Existem alguns indicadores de alta inteligência em crianças que podem ser analisados para um diagnóstico, afirma a neuropsicóloga Dra. Karliny U.
Crianças com altas capacidades cognitivas e inteligência acima da média precisam de um acompanhamento específico e estratégias educacionais específicas para garantir um bom aprendizado e desenvolvimento das habilidades.

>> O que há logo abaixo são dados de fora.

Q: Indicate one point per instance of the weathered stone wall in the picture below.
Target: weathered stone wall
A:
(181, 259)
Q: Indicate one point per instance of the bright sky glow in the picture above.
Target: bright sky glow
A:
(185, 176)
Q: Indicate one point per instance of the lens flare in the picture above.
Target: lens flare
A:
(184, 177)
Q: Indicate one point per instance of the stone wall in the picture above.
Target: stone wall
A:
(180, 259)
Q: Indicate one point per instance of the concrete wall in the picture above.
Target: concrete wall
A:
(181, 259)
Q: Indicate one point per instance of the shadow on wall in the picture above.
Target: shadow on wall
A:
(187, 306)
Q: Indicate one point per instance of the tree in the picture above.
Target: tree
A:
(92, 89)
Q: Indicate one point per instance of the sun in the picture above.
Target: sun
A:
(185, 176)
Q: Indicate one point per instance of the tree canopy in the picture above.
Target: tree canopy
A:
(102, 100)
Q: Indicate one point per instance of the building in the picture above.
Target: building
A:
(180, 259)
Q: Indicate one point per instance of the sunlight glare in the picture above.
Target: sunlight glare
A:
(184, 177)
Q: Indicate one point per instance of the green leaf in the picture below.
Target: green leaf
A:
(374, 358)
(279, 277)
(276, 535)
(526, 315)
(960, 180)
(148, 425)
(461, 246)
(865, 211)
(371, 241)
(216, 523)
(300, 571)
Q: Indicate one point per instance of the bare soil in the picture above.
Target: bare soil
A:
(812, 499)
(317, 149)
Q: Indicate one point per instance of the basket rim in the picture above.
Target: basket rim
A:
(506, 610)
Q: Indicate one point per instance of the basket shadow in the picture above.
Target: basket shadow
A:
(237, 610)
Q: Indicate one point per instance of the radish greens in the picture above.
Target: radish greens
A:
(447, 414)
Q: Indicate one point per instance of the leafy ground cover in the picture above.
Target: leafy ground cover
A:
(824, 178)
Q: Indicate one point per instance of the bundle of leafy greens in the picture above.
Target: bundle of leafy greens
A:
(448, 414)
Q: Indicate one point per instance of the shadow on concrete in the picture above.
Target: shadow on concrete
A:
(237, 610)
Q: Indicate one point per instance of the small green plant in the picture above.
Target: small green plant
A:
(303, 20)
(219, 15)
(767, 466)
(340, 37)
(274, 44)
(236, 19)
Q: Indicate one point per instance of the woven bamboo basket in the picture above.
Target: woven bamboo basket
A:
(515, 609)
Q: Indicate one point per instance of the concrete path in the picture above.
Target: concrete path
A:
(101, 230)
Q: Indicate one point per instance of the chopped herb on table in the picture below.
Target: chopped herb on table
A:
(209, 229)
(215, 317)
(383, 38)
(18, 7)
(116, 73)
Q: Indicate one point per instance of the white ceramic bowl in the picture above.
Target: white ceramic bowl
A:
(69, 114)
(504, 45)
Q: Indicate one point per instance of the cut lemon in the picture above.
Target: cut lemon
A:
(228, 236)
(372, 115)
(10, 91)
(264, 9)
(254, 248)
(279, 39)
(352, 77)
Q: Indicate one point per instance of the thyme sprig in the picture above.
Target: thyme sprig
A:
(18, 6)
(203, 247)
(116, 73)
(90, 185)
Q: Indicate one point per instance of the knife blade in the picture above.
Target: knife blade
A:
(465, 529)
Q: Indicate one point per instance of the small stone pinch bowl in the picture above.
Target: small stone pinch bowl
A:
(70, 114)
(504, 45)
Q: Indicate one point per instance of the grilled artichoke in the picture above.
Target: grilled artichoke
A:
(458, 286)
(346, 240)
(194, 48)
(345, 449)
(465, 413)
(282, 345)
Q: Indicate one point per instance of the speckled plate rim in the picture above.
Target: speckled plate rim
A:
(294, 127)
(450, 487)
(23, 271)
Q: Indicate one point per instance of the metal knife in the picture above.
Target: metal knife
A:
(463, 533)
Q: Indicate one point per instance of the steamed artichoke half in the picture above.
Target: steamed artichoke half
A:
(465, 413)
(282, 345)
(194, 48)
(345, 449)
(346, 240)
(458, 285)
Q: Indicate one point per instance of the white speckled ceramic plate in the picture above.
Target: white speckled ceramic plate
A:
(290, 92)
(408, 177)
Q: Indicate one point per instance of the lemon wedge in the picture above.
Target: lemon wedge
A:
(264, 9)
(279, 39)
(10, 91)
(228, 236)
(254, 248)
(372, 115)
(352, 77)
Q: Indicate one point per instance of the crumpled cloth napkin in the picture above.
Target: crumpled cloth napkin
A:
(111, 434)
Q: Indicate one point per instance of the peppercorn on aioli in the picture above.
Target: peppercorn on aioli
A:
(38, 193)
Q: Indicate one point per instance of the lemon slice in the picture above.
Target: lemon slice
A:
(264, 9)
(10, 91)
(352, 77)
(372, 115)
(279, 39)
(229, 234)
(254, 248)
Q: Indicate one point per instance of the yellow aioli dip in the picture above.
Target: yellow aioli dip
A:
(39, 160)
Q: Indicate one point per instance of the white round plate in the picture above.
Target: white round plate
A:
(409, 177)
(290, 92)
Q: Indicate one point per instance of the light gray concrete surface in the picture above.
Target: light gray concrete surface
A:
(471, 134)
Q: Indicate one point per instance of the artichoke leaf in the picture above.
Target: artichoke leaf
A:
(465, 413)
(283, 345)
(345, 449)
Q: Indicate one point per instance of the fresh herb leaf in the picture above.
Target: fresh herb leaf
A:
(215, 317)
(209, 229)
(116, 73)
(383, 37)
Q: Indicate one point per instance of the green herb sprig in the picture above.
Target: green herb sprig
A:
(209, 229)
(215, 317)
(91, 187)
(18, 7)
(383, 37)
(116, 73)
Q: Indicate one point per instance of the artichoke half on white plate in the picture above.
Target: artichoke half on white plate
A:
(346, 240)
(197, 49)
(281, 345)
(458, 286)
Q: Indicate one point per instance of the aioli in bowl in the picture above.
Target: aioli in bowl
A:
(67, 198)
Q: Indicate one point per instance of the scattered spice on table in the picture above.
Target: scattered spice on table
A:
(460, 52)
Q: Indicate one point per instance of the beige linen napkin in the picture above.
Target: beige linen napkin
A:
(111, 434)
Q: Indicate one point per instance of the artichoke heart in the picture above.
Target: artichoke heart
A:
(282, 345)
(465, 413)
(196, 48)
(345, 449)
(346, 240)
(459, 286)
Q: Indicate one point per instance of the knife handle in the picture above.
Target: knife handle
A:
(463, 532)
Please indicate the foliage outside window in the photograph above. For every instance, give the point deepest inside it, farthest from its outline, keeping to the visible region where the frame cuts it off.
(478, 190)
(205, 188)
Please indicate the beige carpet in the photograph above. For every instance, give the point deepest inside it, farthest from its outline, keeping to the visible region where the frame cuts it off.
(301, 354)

Mas para isso é preciso ter um diagnóstico precoce para os educadores tomarem essas precauções, pensando nisso, um novo estudo publicado na revista científica “Ciencia y Reflexión” pela Neuropsicóloga Dra. Karliny U., pelo Pós PhD em neurociências, Dr. Fabiano de Abreu Agrela, pelo Dr. em Ciências da Saúde, Dr. Francis Moreira e pelo Mestre em Psicologia Murilo Ribeiro, buscou analisar melhor os critérios para essa identificação.
“A observação de comportamentos como a atenção e a análise, a curiosidade insaciável e as competências verbais avançadas podem ajudar-nos a compreender as capacidades cognitivas de uma criança”.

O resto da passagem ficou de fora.